A formula that engages in a mixture of index and match is especially not control-shift-enter.

I hope you understand.

Thank you again for you help, I really do appreciate it!
Also, after double checking, the master column in sheet3 does not update or correspond whenever I add or amend items.

Again, please, I need a formula.

@major_johnson 

That is not CSE formula, that is regular formula which returns the spill automatically updated if you add new data into structured tables (Table1 and Table2). If I add some data into Table1

image.png

and same into Table2

image.png

resulting spill will be

image.png

@Sergei Baklan 

 

Please see the attached file.

Oh, I am sorry, I am using MS Pro. Plus 2010. :(

@major_johnson 

@Sergei Baklan's solution is perfect for your needs, as one might expect.  I redid the solution from scratch and there are barely any differences

 

= LET(
    n₁, ROWS(Column1),
    n₂, ROWS(Column2),
    k, SEQUENCE(n₁+n₂),
    vstack, IF(k<=n₁, Column1, INDEX(Column2, k-n₁)),
    SORT(UNIQUE(vstack))
  )​

 If you are using anything but Excel 365, get rid of it and replace it by 365.  If you are using 365, make sure that you allow the formula to spill and do not use CSE.
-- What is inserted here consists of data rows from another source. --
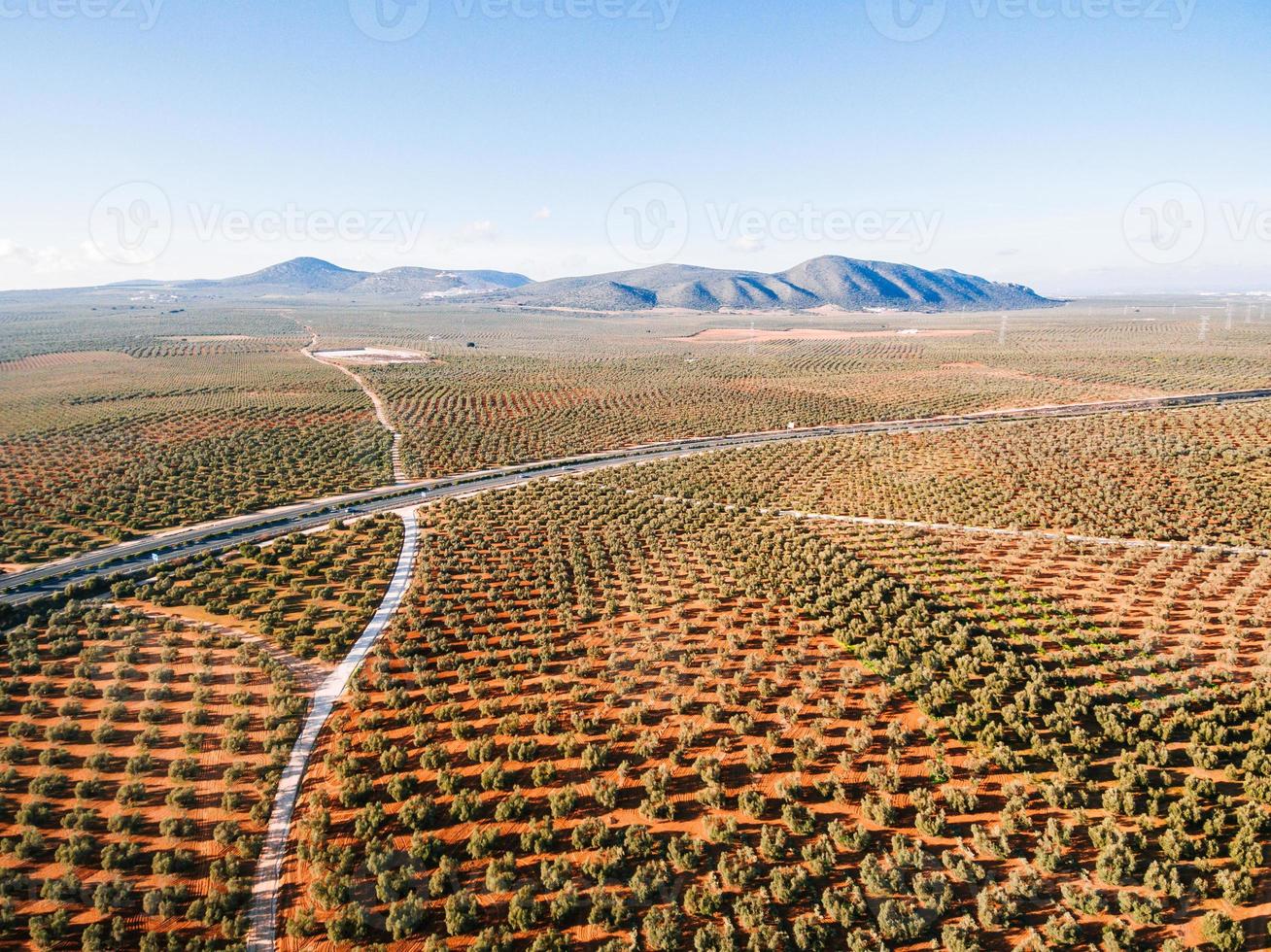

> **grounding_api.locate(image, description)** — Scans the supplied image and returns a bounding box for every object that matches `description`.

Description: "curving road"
[247,508,420,952]
[0,389,1271,605]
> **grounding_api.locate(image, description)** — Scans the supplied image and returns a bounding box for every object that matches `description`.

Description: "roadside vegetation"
[285,478,1271,949]
[0,351,392,563]
[605,403,1271,547]
[126,515,401,663]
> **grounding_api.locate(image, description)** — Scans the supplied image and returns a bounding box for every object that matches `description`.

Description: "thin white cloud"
[455,220,498,244]
[0,238,79,273]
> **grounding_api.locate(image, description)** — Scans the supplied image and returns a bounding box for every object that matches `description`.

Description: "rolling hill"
[498,256,1057,312]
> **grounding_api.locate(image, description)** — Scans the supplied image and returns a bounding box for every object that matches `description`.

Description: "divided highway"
[0,389,1271,605]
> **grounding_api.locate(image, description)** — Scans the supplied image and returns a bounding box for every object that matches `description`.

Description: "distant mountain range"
[184,258,530,298]
[12,256,1060,312]
[500,256,1057,312]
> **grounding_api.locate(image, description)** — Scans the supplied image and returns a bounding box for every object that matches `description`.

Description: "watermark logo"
[866,0,1197,43]
[866,0,948,43]
[705,202,945,253]
[606,182,945,265]
[0,0,165,30]
[348,0,680,43]
[605,182,689,265]
[348,0,429,43]
[1122,182,1206,264]
[89,182,172,264]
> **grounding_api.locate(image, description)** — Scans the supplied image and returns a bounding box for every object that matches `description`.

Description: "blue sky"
[0,0,1271,295]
This is all great stuff, but guys, I want to do it on 2010 and with a formula.

And yes, I do have 365 but on my personal laptop.

This is for work and they are still using 2010.

@major_johnson 

This takes me back to stuff I was thankful to see the back of, hopefully forever!

First, defining  n₁, n₂ and 'combined'

= ROWS(Table1)
= ROWS(Table2)

= IF(k<=n₁, 
    Column1, 
    IF(k<=n₁+n₂, 
      INDEX(Column2, k-n₁),
      ""
    )
  )

one the uses MATCH to identify the first occurrence and SMALL to compact the list

= IFERROR(
    INDEX(
      combined,
      SMALL(
        IF( MATCH(combined, combined, 0) = k, k, "" ),
        @k
      )
    ),
 "" )

I have also shown a PowerQuery solution that works with Office 2010 but requires an additional software download.

let
    Source = Table.Combine({Table1, Table2}),
    Distinct = Table.Distinct(Source),
    Text = Table.TransformColumnTypes(Distinct,{{"Data", type text}})
in
    Text

All of which serves to reinforce my dislike of conventional spreadsheets!